MONDAY, Nov. 2, 2020 (HealthDay News)

The Gaining Resilience Through Transitions (GRITT) methodology, a resilience-based care coordination approach to chronic disease, can reduce health care utilization in patients with inflammatory bowel disease (IBD), according to a study presented at the annual meeting of the American College of Gastroenterology, held virtually from Oct. 23 to 28.

Laurie Keefer, Ph.D., from the Icahn School of Medicine at Mount Sinai in New York City, and colleagues examined whether the GRITT methodology could reduce health care utilization in psychosocially complex IBD. A total of 336 patients with IBD who screened positive for low resilience were enrolled: 126 engaged in and graduated from the program and 210 served as controls.
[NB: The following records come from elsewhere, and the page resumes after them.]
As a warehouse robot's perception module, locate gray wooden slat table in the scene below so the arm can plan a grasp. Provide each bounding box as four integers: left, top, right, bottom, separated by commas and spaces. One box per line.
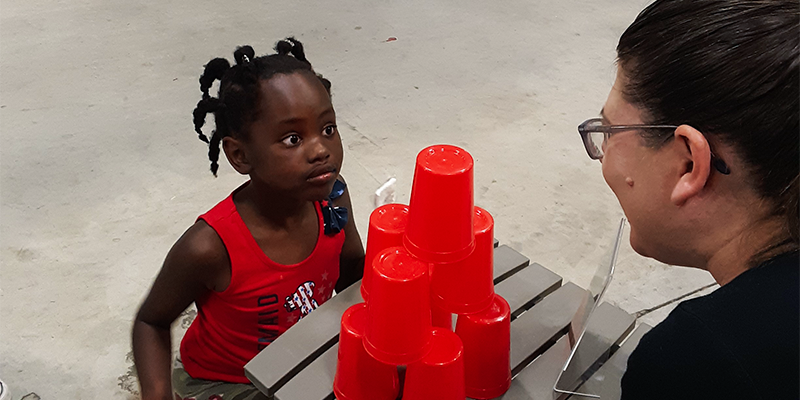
245, 241, 649, 400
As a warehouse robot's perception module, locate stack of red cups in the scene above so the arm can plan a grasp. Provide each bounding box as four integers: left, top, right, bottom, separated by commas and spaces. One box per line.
334, 145, 511, 400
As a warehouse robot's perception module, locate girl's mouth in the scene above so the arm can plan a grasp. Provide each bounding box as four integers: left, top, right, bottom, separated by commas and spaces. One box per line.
307, 170, 336, 185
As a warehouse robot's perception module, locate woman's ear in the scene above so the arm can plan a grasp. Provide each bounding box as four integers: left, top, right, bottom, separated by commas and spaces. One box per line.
222, 136, 253, 175
670, 125, 711, 206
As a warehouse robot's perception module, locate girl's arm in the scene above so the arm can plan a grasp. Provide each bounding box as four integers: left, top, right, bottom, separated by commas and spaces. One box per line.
133, 221, 230, 400
333, 175, 364, 293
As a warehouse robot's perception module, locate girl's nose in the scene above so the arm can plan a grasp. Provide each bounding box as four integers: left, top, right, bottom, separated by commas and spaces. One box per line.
308, 138, 331, 163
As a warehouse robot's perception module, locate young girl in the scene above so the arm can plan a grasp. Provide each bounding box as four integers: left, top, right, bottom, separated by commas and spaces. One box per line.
133, 38, 364, 400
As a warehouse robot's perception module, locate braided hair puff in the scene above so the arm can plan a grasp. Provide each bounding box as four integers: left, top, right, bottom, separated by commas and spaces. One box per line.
192, 37, 331, 176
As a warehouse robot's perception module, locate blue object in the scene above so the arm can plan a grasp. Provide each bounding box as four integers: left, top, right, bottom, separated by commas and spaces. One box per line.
321, 180, 349, 235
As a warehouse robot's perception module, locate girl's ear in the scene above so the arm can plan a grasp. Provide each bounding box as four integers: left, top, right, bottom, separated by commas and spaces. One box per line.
222, 136, 253, 175
670, 125, 711, 206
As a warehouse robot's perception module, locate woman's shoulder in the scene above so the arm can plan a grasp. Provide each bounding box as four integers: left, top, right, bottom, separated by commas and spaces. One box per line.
622, 306, 759, 400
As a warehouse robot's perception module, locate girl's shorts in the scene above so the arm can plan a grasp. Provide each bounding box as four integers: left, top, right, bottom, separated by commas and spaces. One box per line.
172, 359, 268, 400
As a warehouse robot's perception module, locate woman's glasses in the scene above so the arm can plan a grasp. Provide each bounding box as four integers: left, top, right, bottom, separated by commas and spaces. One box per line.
578, 118, 731, 175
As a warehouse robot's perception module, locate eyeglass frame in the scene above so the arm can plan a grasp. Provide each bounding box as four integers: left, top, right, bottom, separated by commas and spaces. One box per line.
578, 118, 731, 175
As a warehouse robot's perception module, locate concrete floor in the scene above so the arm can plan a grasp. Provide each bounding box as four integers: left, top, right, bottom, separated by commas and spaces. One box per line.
0, 0, 712, 400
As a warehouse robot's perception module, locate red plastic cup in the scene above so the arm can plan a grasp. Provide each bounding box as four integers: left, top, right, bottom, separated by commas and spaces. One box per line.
403, 145, 475, 263
364, 247, 431, 365
403, 328, 467, 400
431, 303, 453, 331
333, 303, 400, 400
456, 295, 511, 399
431, 207, 494, 314
361, 204, 408, 300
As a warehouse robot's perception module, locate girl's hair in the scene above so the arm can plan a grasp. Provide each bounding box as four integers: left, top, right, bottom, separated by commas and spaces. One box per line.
192, 37, 331, 176
617, 0, 800, 251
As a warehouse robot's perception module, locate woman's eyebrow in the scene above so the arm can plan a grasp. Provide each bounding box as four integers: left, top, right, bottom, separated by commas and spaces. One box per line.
600, 107, 608, 125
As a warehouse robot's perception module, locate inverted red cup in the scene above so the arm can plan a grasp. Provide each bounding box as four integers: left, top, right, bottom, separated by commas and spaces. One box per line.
333, 303, 400, 400
364, 247, 431, 365
403, 328, 467, 400
403, 145, 475, 263
456, 295, 511, 399
431, 302, 453, 331
361, 204, 408, 300
431, 207, 494, 314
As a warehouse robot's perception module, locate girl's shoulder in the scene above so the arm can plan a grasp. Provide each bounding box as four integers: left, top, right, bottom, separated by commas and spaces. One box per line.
164, 219, 230, 291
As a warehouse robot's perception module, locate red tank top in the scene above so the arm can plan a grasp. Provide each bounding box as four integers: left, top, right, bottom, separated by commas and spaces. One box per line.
180, 189, 344, 383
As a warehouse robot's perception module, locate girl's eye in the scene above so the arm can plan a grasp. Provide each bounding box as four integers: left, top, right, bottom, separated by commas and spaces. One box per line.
282, 135, 300, 147
322, 125, 336, 136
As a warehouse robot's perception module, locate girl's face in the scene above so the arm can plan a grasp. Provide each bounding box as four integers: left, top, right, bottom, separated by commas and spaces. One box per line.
243, 72, 343, 201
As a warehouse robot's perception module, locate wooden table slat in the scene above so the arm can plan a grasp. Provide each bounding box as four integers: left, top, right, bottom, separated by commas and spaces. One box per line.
500, 304, 635, 400
577, 324, 652, 400
561, 303, 636, 390
244, 281, 362, 396
494, 263, 562, 321
494, 245, 531, 285
511, 283, 589, 374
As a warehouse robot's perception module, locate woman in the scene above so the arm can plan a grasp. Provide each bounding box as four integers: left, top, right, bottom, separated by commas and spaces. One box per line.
579, 0, 800, 399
The researchers found that controls were more likely to have ulcerative colitis, be male, and be non-commercially insured. Graduates had reductions of 90 and 88 percent in emergency department visits and hospitalizations, respectively. Controls had a reduction of 4 percent in emergency department visits and an increase of 65 percent in hospitalizations. Graduates had a 33-point increase in the GRITT score, indicating improved resilience.

“The pandemic has taken an unprecedented toll on patients, causing an uptick in stress, depression, anxiety, and sleep disturbances,” Keefer said in a statement. “We were thankful to have GRITT available as a source of support in an unusually difficult and uncertain time.”